Reputation: 17132
Asserting one Map[String, Int]
to another in a unit test I get:
Map(bar -> 114, foo -> 5) did not equal Map("foo" -> 5, "bar" -> 114)
Note the keys are not quoted on the left, but are quoted on the right.
The left has round tripped through Kafka with Avro serialization as part of a GenericRecord. The right is the test fixture which I constructed like this:
program_int_args = Map[String, Int]("foo" -> 5, "bar" -> 114)

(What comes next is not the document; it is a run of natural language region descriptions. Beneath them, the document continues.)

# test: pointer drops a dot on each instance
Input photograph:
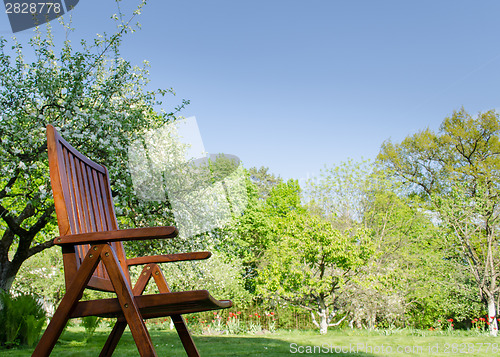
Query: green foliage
(22, 318)
(456, 172)
(90, 323)
(97, 100)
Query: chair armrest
(168, 258)
(118, 235)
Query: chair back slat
(83, 201)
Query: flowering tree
(95, 99)
(457, 171)
(311, 263)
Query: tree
(457, 172)
(95, 99)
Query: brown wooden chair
(94, 258)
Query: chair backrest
(83, 202)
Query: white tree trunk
(323, 324)
(492, 317)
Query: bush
(22, 318)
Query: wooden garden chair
(94, 258)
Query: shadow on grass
(167, 343)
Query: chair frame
(94, 257)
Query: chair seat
(157, 305)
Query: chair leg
(69, 301)
(127, 301)
(117, 332)
(113, 338)
(179, 322)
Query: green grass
(283, 343)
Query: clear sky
(296, 85)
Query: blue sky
(296, 85)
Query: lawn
(286, 343)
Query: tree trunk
(492, 316)
(7, 276)
(323, 323)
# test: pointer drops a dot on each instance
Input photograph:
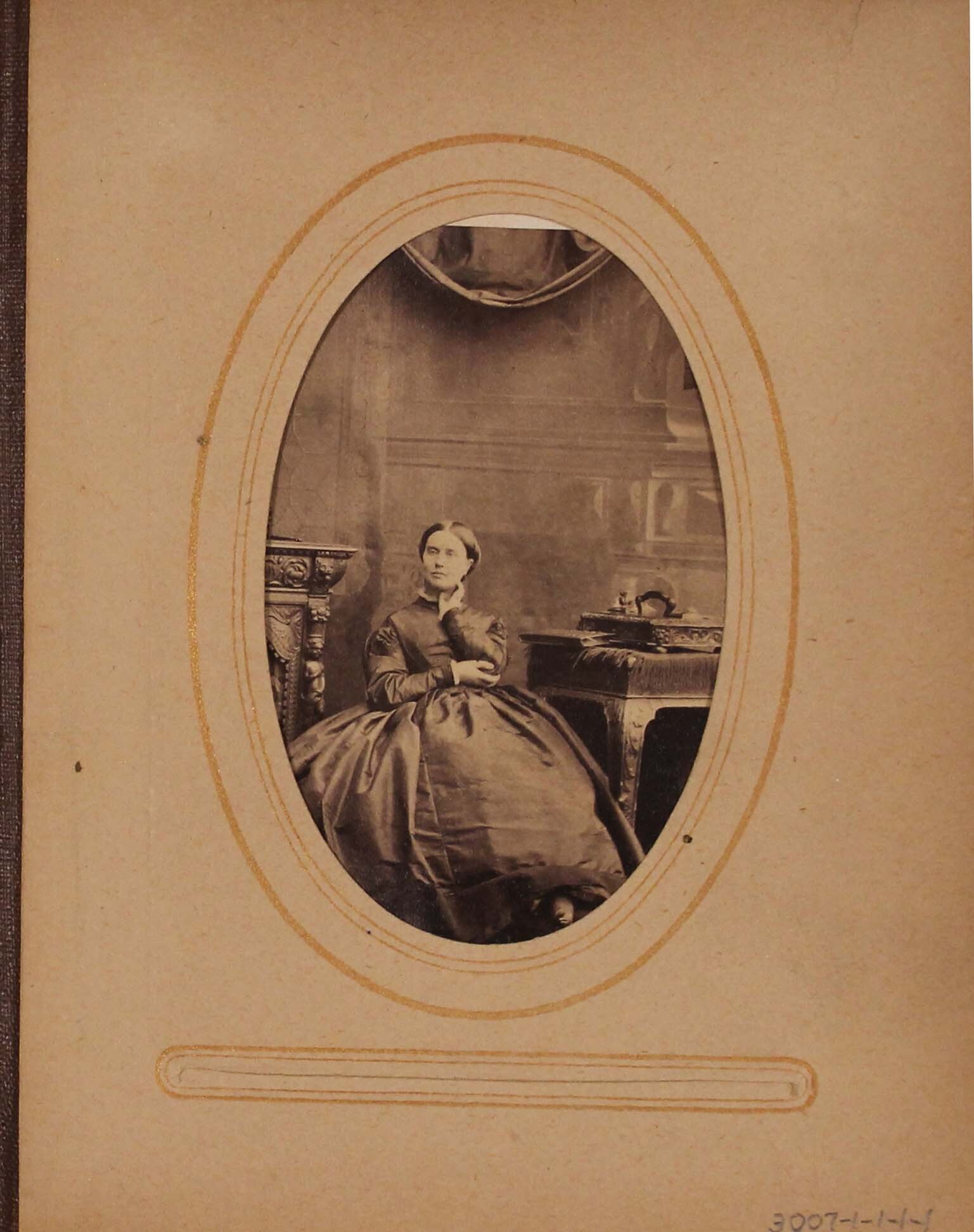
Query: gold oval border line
(612, 920)
(792, 522)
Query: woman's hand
(477, 672)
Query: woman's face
(445, 562)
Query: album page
(497, 625)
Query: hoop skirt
(459, 807)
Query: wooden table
(631, 686)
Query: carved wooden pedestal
(298, 583)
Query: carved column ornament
(298, 579)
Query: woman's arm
(389, 682)
(477, 638)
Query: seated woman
(467, 809)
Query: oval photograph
(496, 579)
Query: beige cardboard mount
(766, 1027)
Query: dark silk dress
(459, 807)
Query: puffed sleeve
(388, 681)
(477, 636)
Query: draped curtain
(506, 267)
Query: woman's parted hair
(463, 532)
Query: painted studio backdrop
(522, 381)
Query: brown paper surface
(766, 1027)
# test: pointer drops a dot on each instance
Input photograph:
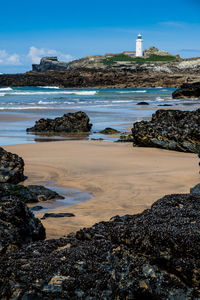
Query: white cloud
(35, 54)
(9, 59)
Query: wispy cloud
(173, 24)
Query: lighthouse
(139, 42)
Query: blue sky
(73, 29)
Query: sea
(20, 107)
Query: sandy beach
(122, 179)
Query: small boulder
(30, 193)
(142, 103)
(68, 123)
(57, 215)
(11, 167)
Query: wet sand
(122, 179)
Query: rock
(57, 215)
(152, 255)
(18, 226)
(187, 90)
(125, 138)
(30, 193)
(71, 122)
(11, 167)
(37, 207)
(109, 130)
(142, 103)
(195, 190)
(169, 129)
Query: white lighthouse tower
(139, 42)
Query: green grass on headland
(137, 60)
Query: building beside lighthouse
(139, 46)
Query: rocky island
(110, 71)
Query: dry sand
(123, 179)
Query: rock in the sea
(37, 207)
(11, 167)
(143, 103)
(109, 130)
(169, 129)
(57, 215)
(152, 255)
(71, 122)
(18, 226)
(29, 193)
(187, 90)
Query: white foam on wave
(83, 93)
(6, 89)
(127, 92)
(49, 87)
(44, 102)
(159, 99)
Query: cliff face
(92, 72)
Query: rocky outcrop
(11, 167)
(138, 77)
(71, 122)
(187, 91)
(18, 226)
(29, 193)
(152, 255)
(169, 129)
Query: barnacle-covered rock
(152, 255)
(169, 129)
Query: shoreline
(122, 179)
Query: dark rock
(136, 76)
(125, 138)
(57, 215)
(71, 122)
(142, 103)
(195, 190)
(18, 226)
(37, 207)
(11, 167)
(30, 193)
(187, 90)
(109, 130)
(169, 129)
(152, 255)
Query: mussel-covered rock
(68, 123)
(29, 193)
(152, 255)
(169, 129)
(11, 167)
(18, 226)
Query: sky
(70, 30)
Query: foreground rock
(152, 255)
(169, 129)
(187, 90)
(18, 226)
(71, 122)
(11, 167)
(30, 193)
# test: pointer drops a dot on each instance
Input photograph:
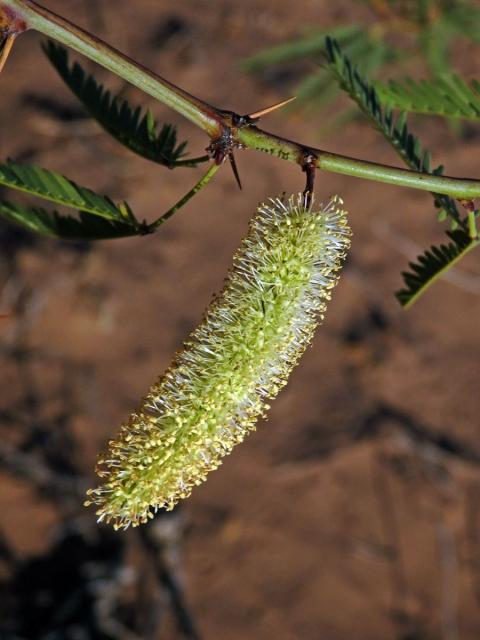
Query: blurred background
(354, 512)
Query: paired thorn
(222, 148)
(274, 107)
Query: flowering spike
(240, 356)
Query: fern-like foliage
(319, 88)
(448, 96)
(432, 264)
(52, 186)
(127, 124)
(55, 225)
(395, 131)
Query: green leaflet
(396, 132)
(448, 96)
(128, 125)
(55, 225)
(52, 186)
(432, 264)
(318, 88)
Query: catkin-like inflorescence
(238, 359)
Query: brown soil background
(354, 512)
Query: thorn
(274, 107)
(309, 168)
(231, 157)
(5, 49)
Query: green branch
(216, 122)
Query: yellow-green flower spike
(240, 356)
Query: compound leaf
(55, 225)
(432, 264)
(53, 186)
(131, 127)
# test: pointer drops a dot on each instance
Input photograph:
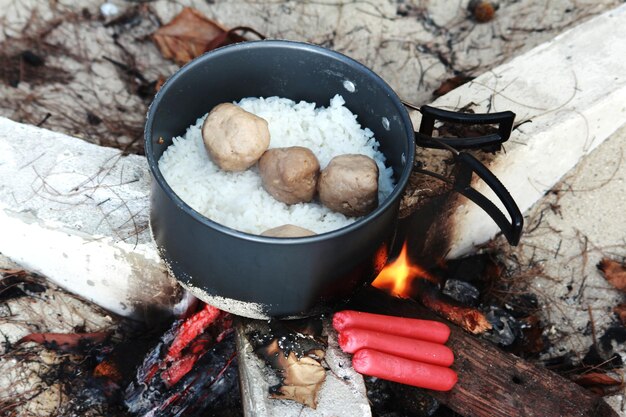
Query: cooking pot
(259, 276)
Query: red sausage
(404, 371)
(352, 340)
(432, 331)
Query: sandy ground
(414, 45)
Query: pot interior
(293, 70)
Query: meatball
(290, 174)
(288, 230)
(234, 138)
(349, 185)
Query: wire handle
(430, 114)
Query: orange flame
(398, 276)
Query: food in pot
(237, 199)
(290, 174)
(288, 230)
(349, 185)
(234, 138)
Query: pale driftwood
(341, 395)
(571, 91)
(78, 214)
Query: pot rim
(294, 45)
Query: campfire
(196, 365)
(450, 326)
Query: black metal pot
(288, 277)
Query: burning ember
(403, 279)
(397, 277)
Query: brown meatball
(349, 185)
(234, 138)
(290, 174)
(288, 230)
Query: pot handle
(423, 137)
(468, 165)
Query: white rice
(237, 199)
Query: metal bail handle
(468, 165)
(424, 138)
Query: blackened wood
(493, 383)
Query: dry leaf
(302, 380)
(614, 272)
(599, 383)
(620, 310)
(190, 34)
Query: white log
(572, 89)
(78, 213)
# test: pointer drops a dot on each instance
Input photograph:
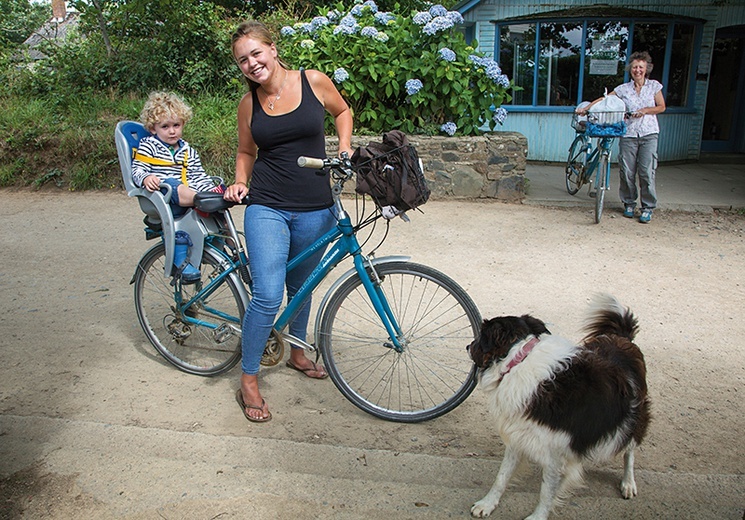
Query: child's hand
(151, 183)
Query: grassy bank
(69, 141)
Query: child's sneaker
(189, 273)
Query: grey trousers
(638, 157)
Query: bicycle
(392, 333)
(586, 163)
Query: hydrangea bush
(414, 73)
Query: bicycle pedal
(274, 350)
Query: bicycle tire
(192, 348)
(434, 373)
(602, 178)
(576, 165)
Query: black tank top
(277, 181)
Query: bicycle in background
(591, 165)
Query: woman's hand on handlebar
(236, 192)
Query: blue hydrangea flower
(449, 128)
(422, 18)
(347, 25)
(500, 115)
(341, 75)
(492, 69)
(372, 5)
(475, 58)
(447, 54)
(381, 36)
(437, 10)
(318, 22)
(384, 18)
(370, 32)
(455, 17)
(413, 86)
(441, 23)
(333, 15)
(348, 20)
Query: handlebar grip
(310, 162)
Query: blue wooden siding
(549, 134)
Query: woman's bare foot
(299, 362)
(254, 407)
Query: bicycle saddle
(209, 202)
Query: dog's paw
(482, 508)
(628, 488)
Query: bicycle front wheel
(203, 339)
(602, 179)
(432, 375)
(576, 164)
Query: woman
(638, 147)
(280, 119)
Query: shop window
(545, 60)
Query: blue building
(562, 53)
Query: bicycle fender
(347, 275)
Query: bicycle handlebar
(311, 162)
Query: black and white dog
(558, 403)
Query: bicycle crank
(274, 350)
(179, 330)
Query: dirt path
(73, 359)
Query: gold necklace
(269, 103)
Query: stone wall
(490, 166)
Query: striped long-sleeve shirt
(153, 147)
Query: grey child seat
(155, 205)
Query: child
(165, 158)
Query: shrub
(415, 73)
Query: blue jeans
(272, 238)
(638, 157)
(176, 209)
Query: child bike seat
(155, 204)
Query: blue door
(723, 119)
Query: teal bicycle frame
(344, 242)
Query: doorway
(723, 118)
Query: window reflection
(551, 77)
(558, 80)
(605, 57)
(517, 58)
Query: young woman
(280, 119)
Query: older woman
(638, 147)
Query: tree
(19, 19)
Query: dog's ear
(536, 326)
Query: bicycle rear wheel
(576, 164)
(432, 375)
(603, 175)
(207, 348)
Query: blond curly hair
(161, 106)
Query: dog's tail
(608, 316)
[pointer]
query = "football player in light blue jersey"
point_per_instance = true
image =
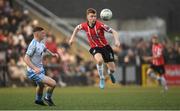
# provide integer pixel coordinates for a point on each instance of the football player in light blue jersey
(35, 70)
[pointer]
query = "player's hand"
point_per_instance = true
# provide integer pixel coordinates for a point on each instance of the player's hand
(117, 43)
(37, 70)
(70, 42)
(56, 55)
(147, 58)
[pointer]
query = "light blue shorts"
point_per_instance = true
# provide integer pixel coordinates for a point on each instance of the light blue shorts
(36, 77)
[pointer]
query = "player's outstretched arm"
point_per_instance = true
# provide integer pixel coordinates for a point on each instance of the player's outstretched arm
(53, 54)
(74, 34)
(116, 38)
(29, 63)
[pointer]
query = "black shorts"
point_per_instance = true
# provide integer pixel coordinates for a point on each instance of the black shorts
(159, 69)
(106, 52)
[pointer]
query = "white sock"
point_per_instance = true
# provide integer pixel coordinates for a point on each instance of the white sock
(100, 71)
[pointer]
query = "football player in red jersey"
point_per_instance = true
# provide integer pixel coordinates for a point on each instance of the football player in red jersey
(157, 62)
(100, 49)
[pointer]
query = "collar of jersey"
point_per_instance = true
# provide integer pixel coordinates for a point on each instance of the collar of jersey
(92, 26)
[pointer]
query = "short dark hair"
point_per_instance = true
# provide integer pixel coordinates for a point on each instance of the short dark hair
(37, 28)
(91, 10)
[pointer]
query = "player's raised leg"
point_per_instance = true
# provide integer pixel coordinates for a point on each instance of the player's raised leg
(49, 91)
(39, 94)
(111, 69)
(100, 68)
(163, 83)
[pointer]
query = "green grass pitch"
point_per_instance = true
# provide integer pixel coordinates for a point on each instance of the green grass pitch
(87, 98)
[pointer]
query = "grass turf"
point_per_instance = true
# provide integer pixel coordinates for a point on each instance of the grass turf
(88, 98)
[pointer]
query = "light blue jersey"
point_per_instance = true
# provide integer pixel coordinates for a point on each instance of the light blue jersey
(35, 52)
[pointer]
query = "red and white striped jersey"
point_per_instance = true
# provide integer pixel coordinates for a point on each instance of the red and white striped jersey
(95, 34)
(157, 51)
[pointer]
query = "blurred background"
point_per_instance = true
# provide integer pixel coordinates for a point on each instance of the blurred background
(135, 20)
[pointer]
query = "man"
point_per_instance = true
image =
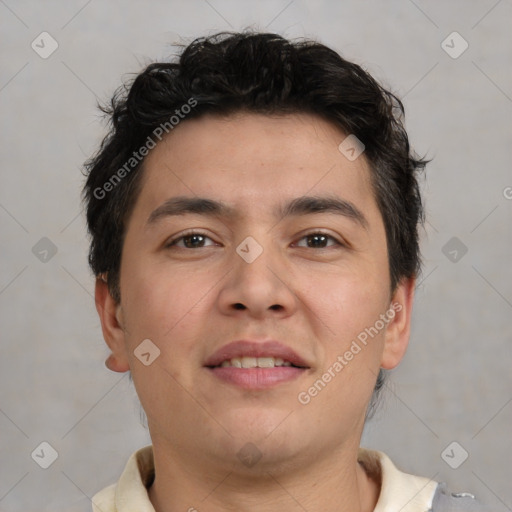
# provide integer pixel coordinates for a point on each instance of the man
(253, 214)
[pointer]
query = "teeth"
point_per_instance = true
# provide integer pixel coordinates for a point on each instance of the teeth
(255, 362)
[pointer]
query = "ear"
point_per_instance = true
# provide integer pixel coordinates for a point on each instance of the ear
(111, 324)
(399, 326)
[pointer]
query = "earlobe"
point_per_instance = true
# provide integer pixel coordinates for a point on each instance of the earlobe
(399, 326)
(111, 324)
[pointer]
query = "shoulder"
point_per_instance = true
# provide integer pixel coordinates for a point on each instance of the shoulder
(411, 493)
(446, 501)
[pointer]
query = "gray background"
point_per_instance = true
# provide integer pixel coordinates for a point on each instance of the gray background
(455, 382)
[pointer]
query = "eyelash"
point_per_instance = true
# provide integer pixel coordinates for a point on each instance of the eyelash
(173, 242)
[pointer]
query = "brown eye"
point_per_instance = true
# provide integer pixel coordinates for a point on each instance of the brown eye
(318, 241)
(191, 241)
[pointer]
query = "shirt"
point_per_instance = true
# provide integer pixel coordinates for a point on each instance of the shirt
(399, 491)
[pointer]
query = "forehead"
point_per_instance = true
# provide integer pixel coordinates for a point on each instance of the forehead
(254, 162)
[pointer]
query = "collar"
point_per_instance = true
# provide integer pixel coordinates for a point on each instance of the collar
(399, 491)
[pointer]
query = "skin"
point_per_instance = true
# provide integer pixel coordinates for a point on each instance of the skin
(316, 299)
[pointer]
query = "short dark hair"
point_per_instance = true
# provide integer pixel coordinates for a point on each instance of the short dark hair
(261, 73)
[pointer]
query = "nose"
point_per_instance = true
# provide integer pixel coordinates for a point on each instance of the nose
(258, 288)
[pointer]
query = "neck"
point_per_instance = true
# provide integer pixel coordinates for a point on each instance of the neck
(334, 483)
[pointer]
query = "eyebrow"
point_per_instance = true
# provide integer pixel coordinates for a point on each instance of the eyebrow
(304, 205)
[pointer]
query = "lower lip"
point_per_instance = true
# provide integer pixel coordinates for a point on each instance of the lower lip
(257, 378)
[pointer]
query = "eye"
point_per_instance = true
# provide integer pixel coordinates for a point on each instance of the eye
(192, 240)
(318, 240)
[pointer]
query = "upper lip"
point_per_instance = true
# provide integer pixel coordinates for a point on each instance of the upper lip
(248, 348)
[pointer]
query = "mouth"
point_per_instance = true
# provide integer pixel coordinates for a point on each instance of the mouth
(256, 365)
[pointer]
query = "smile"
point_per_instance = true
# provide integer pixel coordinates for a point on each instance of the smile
(254, 362)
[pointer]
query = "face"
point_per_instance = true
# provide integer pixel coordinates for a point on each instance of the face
(257, 275)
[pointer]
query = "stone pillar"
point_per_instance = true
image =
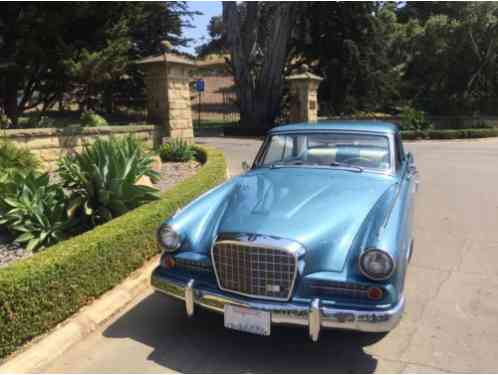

Once I get it back from Kafka, I decode the Avro message like this:
val program_int_args_ =
record.get("program_int_args")
.asInstanceOf[java.util.Map[String, Integer]]
.asScala
.toMap[String, Integer]
.mapValues(Integer2int(_))
Questions:
Per Thomas Klager's comment, I check the classes of the keys, and indeed they are different:
class org.apache.avro.util.Utf8 did not equal class java.lang.String
So updating the question:
How can the Utf8
type be a key in a Map[String, Int]
yet not be equal to the same data as a String
?
Upvotes: 0
Views: 77
Reputation: 21435
I think because of type erasure both conversions
.asInstanceOf[java.util.Map[String, Integer]]
.toMap[String, Integer]
don't really check the type of the keys and values within the map.
You might try
val program_int_args_ =
record.get("program_int_args")
.asInstanceOf[java.util.Map[Object, Integer]]
.asScala
.toMap[Object, Integer]
.map { case (k, v) => (k.toString, Integer2int(v))}
instead, which converts the keys to String.